Under the terms of the merger agreement, Jazz will commence an all-cash tender offer to acquire all outstanding shares of Chimerix’s common stock, whereby Chimerix shareholders will be offered $8.55 per share in cash, representing a total consideration of approximately $935 million. This reflects an approximately 72% premium based on the closing trading price on March 4, 2025. Upon the successful completion of the tender offer, Jazz will acquire all shares not acquired in the tender through a second-step merger for the same consideration per share paid in the tender offer.
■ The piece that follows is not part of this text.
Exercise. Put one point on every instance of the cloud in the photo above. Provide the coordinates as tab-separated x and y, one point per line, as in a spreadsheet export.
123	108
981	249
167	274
Jazz expects to fund the transaction through existing cash and investments.

Closing Conditions

The transaction is subject to customary closing conditions, including the tender of a majority of the outstanding shares of Chimerix’s voting common stock and other conditions. Chimerix’s Board of Directors unanimously recommends that Chimerix shareholders tender their shares in the tender offer.

Advisors

Guggenheim Securities is serving as financial advisor to Jazz Pharmaceuticals, and Wachtell, Lipton, Rosen & Katz is serving as legal advisor.

Centerview Partners LLC is serving as financial advisor to Chimerix, and Skadden, Arps, Slate, Meagher & Flom LLP and Cooley LLP are serving as legal advisors.

About Dordaviprone

Dordaviprone (ONC201) is a novel first-in-class small molecule imipridone that selectively targets the mitochondrial protease ClpP and dopamine receptor D2 (DRD2). Dordaviprone’s unique mechanism of action includes alterations of key epigenetic modifications such as reversal of H3 K27me3-loss, which is the hallmark of H3 K27M-mutant gliomas.